Beyond the gate, it’s nothing but mountains and more than a hundred hairpin bends. Round and round, every turn a fresh view and a new scream. The top is the viewpoint, the best place to admire the Himalayas and seven of its major peaks. The higher you go, the colder it gets—bone-chillingly, standoffishly cold.
The two of us, one car, driving wantonly through the reserve with no oncoming traffic, like entering a no-man’s-land. The hush of being surrounded by snowy mountains felt like nature holding its breath. We owned the whole world.
Down we went towards Base Camp, facing more hairpins. Ms E in the passenger seat and our brake pads worked overtime.
Everest Base Camp has been moved back to Rongbuk Monastery. I thought we could drive right there, but after all the bends, we found private cars are forbidden past that point. You must take a shuttle bus—120 yuan per ticket, two hours round trip. Fellow travellers coming back said snow had blocked the view. Hesitant, we decided to test our luck anyway. At 5 p.m. the bus set off; heavy snow on the way made our hearts sink. But at the foot of Rongbuk, the sun broke through. Clouds still veiled the summit; Everest’s pyramid peeked out faintly, not from the best angle. As the saying goes: to come and not see is regret; to come and be disappointed is another matter.
Personally, I wouldn’t recommend the Rongbuk/EBC stint unless you’re willing to overnight there—perhaps then you’d see the entire Milky Way. For a mountain more famous than scenic, it’s hardly worth it. And we’re not professional climbers. For tourists, the viewpoint inside the Everest Reserve is the perfect spot. That’s enough.
It took another hour to descend from Rongbuk; it was already 7.30 p.m. We chewed on some energy bars and chicken breast (Ms E’s diet meal). Thoroughly underwhelmed by Base Camp, I still decided to retrace those 108 bends back to the viewpoint for sunset. Sometimes you have to take the winding road; the experience is personal.
The wind at the viewpoint was still fierce. Ms E and I sat in the car savouring the sunset until 20:50, reluctant to leave, conquered by nature’s beauty. Then, in a blink, the wind swept the clouds aside, revealing all seven Himalayan peaks plus Mount Everest. Our luck had turned—no regrets left.
*Sunset each day is around 21:30.
We’d crossed the mountain twice by then. After 9 p.m., hairpin bends had no streetlights at all; we crept along slowly. Fortunately, we met no other cars.
By 10 p.m. we were back at our hotel in Tingri County—bone-tired but buzzing.

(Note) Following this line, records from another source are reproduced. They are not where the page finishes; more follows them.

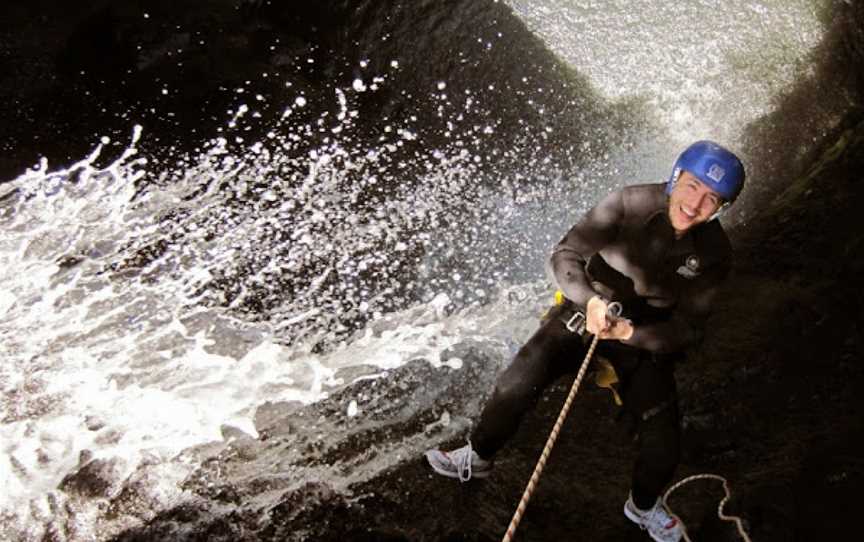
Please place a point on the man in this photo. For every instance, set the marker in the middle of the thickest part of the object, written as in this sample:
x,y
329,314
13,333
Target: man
x,y
655,250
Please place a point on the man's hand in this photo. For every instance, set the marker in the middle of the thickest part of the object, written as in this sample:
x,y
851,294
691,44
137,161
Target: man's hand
x,y
599,322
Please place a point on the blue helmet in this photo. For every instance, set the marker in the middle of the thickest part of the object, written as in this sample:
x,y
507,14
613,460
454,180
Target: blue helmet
x,y
717,167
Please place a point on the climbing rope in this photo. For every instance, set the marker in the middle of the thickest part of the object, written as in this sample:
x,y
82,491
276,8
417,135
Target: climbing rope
x,y
553,436
550,442
720,513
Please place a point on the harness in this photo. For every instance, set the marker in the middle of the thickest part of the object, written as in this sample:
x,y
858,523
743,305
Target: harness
x,y
574,320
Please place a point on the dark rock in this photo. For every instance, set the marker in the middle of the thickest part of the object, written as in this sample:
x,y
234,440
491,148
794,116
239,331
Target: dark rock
x,y
99,478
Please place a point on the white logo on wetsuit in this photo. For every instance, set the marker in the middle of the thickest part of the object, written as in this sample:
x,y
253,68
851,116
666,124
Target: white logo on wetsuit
x,y
690,269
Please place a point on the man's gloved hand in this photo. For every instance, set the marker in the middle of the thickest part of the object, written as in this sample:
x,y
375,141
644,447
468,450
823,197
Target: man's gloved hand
x,y
599,322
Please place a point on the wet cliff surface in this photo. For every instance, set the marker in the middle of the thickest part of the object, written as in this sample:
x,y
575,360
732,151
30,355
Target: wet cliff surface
x,y
772,400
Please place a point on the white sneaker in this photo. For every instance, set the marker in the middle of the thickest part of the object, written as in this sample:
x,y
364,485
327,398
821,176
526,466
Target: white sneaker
x,y
660,524
462,463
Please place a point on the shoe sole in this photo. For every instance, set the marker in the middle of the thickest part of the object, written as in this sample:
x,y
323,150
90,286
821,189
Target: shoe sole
x,y
638,521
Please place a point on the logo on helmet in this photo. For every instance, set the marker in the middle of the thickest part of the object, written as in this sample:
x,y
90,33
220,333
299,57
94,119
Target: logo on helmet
x,y
716,173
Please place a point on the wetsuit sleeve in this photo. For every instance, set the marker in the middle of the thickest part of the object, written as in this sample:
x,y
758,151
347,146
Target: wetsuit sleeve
x,y
686,325
597,229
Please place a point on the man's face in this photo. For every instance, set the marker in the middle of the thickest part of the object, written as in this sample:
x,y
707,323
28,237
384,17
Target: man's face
x,y
691,203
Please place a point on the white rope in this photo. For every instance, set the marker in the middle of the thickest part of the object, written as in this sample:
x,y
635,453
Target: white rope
x,y
720,513
550,442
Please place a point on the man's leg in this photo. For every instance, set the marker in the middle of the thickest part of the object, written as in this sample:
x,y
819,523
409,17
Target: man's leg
x,y
651,397
552,351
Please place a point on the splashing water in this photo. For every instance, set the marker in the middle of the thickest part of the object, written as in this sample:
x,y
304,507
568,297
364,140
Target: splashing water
x,y
149,303
143,311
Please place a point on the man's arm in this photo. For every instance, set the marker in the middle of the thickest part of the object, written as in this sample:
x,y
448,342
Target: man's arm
x,y
597,229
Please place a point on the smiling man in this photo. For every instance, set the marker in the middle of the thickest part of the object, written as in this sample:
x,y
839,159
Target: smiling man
x,y
655,250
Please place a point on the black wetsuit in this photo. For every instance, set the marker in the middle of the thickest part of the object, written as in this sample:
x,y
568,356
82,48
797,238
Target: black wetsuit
x,y
624,249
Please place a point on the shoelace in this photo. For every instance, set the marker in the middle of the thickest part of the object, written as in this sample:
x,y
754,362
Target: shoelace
x,y
667,521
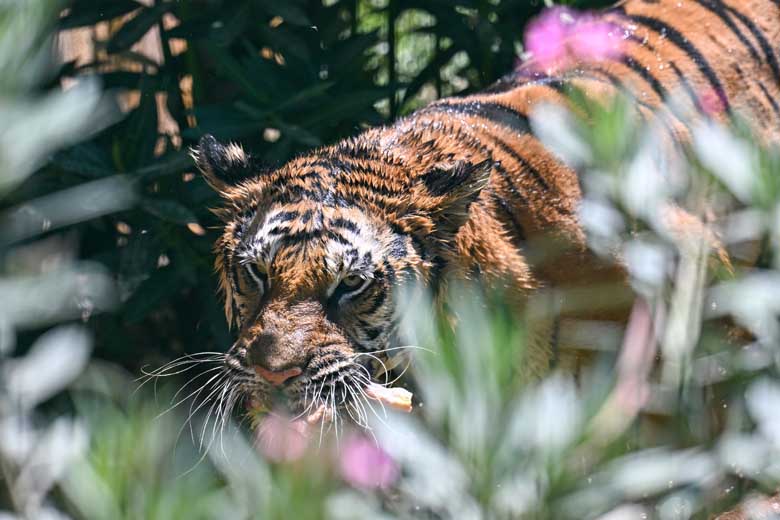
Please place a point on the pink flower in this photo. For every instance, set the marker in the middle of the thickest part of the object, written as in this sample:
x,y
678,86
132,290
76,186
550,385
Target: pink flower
x,y
282,440
560,37
365,465
546,36
593,39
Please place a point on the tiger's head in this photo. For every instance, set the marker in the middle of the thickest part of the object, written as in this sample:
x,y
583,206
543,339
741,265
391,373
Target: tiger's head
x,y
312,254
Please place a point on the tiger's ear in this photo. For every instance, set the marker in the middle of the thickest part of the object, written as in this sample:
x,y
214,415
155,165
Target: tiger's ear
x,y
442,198
222,165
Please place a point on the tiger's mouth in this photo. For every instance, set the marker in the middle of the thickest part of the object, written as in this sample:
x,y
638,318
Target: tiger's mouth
x,y
347,394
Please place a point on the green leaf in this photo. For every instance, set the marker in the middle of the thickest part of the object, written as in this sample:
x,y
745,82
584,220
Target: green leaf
x,y
90,12
168,165
161,286
134,29
169,210
289,12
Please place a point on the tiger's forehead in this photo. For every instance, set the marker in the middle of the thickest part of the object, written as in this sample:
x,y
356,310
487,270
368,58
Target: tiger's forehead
x,y
302,235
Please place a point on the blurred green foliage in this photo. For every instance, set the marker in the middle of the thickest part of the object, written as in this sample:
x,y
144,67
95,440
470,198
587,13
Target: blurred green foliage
x,y
279,76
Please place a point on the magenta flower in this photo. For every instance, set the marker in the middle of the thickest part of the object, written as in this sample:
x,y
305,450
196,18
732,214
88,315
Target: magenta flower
x,y
592,39
365,465
282,440
560,37
546,36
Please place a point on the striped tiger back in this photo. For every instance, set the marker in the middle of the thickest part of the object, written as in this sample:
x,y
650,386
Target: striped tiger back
x,y
313,251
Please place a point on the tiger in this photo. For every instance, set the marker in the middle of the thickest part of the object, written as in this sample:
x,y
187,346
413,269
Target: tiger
x,y
312,252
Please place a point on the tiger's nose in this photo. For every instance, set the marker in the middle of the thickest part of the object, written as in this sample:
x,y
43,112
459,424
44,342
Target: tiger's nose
x,y
277,377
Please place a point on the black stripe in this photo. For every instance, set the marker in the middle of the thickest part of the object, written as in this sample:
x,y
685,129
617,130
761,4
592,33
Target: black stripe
x,y
687,87
517,231
495,112
766,47
503,116
345,224
679,40
301,236
337,237
646,75
283,216
719,10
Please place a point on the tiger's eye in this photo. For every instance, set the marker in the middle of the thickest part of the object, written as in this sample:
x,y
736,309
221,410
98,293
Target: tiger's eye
x,y
352,281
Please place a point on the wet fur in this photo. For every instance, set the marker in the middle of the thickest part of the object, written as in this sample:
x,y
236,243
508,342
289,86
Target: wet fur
x,y
461,187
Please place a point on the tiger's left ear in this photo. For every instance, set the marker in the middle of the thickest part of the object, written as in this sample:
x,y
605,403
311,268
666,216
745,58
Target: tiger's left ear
x,y
222,165
442,198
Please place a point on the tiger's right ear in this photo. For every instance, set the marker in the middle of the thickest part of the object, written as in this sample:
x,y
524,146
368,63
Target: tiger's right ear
x,y
223,166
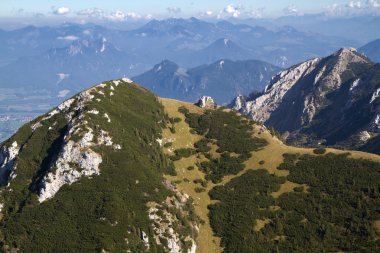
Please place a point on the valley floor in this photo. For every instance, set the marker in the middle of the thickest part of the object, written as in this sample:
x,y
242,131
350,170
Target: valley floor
x,y
268,158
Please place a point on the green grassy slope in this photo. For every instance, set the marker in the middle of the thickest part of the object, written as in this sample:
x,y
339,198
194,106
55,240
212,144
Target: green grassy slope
x,y
103,212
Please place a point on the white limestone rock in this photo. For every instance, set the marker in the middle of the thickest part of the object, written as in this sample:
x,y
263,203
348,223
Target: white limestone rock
x,y
206,102
8,156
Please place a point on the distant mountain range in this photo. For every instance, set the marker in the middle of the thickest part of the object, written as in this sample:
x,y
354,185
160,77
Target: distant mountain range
x,y
117,169
331,101
372,50
223,80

*Lhasa is just over 3,600m, Shigatse over 3,900m, Tingri over 4,300m. Each night higher than the last. Humans always aim higher, right? No problem there.
Day 6 – 380 km
Altitude: 4,500 m
Tingri County → Pekutso → Saga
Finally slept in. Altitude sickness had mostly faded. Drove 300 km to Pekutso, the Himalayas riding shotgun the whole way. A random roadside stop gave postcard photos. In truth, we were inside Everest National Nature Reserve all along.
After 3 p.m. we reached Pekutso, Shigatse’s largest lake—over 300 sq km. To its south rises Shishapangma. A reflection shot wasn’t happening, but for such an unheralded lake, it was staggeringly beautiful. Two minutes into snapping photos, it started to snow.
I’d read a blogger’s offbeat tip and decided to drive around to the north side. Not a single other car. On the final bend, the whole lake burst into view, drawing a long, joyous shriek from Ms E.
Evening found us in Saga county. Across from the hotel, a superb pork-rib-and-mushroom claypot soup became our feast.
Saga lies above 4,500m, another 200m up from yesterday. Altitude sickness snuggled up again—especially for me. My head throbbed as if it weren’t my own. I tumbled grimly into bed and let the oxygen do its work.